Before the age of selfies and digital point-and-shoot cameras, photographers carried light meters strapped to their belts and spent hours processing negatives into prints. Judy Polumbaum remembers those days.
"Most of my friends had fathers who were engineers, and they would go to work in the morning and come home at night and put up their feet and watch tv," Polumbaum remembers.
"My father would be gone for days at a time, but he also sometimes would just be around. And he had all this stuff, all the trappings of photography all around the house. He had a big studio, and when LIFE would come, we’d look around the photo credits to see if his pictures were in there. I always thought it was kind of cool. "
She's just published a new book, Juxtapositions: images from the Newseum Ted Polumbaum photo collection, which showcases some of her father's best work that ran in Time, Life, The New York Times and other big name publications.

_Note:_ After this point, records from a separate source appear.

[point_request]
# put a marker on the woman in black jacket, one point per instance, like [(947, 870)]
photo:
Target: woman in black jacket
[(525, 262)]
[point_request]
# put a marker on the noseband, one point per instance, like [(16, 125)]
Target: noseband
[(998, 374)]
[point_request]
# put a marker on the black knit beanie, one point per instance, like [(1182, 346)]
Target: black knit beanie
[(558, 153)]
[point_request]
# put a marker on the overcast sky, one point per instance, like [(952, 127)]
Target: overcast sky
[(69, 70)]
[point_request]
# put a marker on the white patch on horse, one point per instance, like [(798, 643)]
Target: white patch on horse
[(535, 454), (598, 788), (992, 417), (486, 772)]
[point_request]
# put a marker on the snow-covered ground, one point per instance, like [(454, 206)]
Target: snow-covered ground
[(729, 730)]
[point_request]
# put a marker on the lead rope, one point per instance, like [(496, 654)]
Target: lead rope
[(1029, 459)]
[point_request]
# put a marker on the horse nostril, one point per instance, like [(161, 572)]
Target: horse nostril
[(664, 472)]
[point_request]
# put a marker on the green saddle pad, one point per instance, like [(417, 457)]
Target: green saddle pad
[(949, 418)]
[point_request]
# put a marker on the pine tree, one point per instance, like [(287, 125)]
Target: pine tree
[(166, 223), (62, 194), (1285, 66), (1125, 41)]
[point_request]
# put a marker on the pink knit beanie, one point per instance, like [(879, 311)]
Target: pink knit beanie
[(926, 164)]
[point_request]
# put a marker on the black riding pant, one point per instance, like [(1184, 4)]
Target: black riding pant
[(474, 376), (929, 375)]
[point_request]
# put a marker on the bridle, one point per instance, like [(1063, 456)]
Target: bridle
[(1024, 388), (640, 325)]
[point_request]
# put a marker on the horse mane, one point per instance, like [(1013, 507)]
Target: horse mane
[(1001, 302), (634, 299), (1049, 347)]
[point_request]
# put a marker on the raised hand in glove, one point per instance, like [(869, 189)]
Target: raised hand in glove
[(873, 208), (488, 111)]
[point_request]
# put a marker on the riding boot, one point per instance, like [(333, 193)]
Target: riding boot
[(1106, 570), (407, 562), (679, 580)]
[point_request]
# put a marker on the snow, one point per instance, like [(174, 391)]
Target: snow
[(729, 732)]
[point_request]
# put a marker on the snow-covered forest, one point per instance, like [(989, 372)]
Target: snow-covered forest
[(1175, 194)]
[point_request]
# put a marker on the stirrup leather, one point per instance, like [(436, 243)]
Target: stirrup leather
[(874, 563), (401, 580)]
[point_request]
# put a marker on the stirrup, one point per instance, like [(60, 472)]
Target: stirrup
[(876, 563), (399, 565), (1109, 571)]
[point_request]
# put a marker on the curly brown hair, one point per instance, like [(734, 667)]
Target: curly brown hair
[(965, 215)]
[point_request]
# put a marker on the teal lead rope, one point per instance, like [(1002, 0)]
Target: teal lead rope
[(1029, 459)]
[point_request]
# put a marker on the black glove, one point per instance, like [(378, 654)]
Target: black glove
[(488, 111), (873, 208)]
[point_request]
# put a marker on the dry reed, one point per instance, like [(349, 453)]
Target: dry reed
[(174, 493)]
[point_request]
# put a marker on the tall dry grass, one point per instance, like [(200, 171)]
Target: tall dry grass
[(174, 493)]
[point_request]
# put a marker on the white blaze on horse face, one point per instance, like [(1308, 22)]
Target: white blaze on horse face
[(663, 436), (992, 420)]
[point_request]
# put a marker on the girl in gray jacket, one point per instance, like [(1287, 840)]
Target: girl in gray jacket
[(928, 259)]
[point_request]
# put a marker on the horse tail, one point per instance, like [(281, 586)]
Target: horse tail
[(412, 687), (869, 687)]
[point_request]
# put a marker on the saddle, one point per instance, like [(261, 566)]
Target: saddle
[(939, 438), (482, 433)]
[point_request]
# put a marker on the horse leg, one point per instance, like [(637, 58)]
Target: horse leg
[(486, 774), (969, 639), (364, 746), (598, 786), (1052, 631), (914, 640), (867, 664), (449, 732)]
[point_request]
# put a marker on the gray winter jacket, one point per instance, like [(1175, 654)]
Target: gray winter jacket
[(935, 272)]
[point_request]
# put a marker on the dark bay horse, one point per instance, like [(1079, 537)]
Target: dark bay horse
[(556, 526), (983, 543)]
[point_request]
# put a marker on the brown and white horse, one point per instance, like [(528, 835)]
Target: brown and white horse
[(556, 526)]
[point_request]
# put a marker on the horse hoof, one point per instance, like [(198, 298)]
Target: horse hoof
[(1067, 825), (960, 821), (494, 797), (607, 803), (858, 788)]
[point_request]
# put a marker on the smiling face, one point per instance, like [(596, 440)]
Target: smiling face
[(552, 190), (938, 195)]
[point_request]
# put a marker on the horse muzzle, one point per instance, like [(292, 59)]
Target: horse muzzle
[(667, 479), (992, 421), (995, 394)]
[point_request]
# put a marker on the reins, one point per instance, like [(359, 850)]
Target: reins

Based in Boston, Polumbaum's father Ted was a freelance photo-journalist who left a career as a newspaper reporter when he was blacklisted after testifying before the House Un-American Activities Committee during the McCarthy era. Judy says her father used the 5th Amendment as a defense when he was called before the committee at age 29.
"He was refusing to talk about his political affiliations and views, and, at the same time, he accused the committee of trampling on the bill of rights, and when I looked up his testimony, I thought he was very brave," she says.
Polumbaum's career took him to Chile to photograph the socialist social experiment dashed by the 1973 coup, and he also photographed some vital moments in the civil rights movement and took pictures of the Kennedy family.
During this Talk of Iowa interview, host Charity Nebbe talks with Judy Polumbaum about her father's work and his life. Polumbaum will be giving a reading Tuesday night, June 21 at Prairie Lights Bookstore in Iowa City at 7:00 p.m.